题目描述:
Given a non-negative index k where k ≤ 33, return the kth index row of the Pascal's triangle.
Note that the row index starts from 0.
In Pascal's triangle, each number is the sum of the two numbers directly above it.
Example:
Input: 3
Output: [1,3,3,1]Follow up:
Could you optimize your algorithm to use only O(k) extra space?
题目描述:
给出一个非负的索引k(k小于等于33),返回第k行的帕斯卡三角的数
注意行索引从0开始
另外:
你的解法的空间复杂度能否为n
题目解法:
1.我的解法。其实跟上一题的解法基本相同。索引是从0开始的,所以我先对索引 + 1方便操作;剩下的跟上一题思路完全一样,不同点在于返回的值不同。
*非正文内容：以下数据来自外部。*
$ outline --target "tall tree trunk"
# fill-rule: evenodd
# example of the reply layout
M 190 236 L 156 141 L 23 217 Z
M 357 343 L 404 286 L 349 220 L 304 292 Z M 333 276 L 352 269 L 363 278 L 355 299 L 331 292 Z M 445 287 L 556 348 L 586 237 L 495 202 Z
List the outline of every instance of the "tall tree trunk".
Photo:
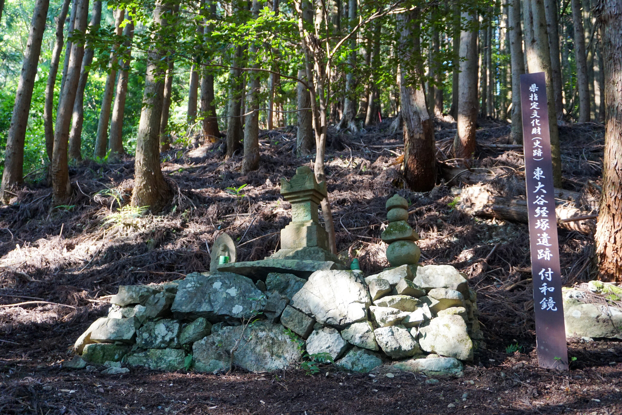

代码如下:
class Solution {
public List<Integer> getRow(int rowIndex) {
rowIndex += 1;
List<Integer> list= new ArrayList();
if(rowIndex < 1) return list;
int[] tempArray = new int[rowIndex];
for(int i = 1;i <= rowIndex;i++) {
list= new ArrayList();
for(int j = 1; j <= i;j++) {
if(j == 1) list.add(1);
else if(j == i) list.add(1);
else {
int temp = tempArray[j - 2] + tempArray[j - 1];
list.add(temp);
}
}
for(int k = 0;k < list.size();k++) {
tempArray[k] = list.get(k);
}
}
return list;
}
}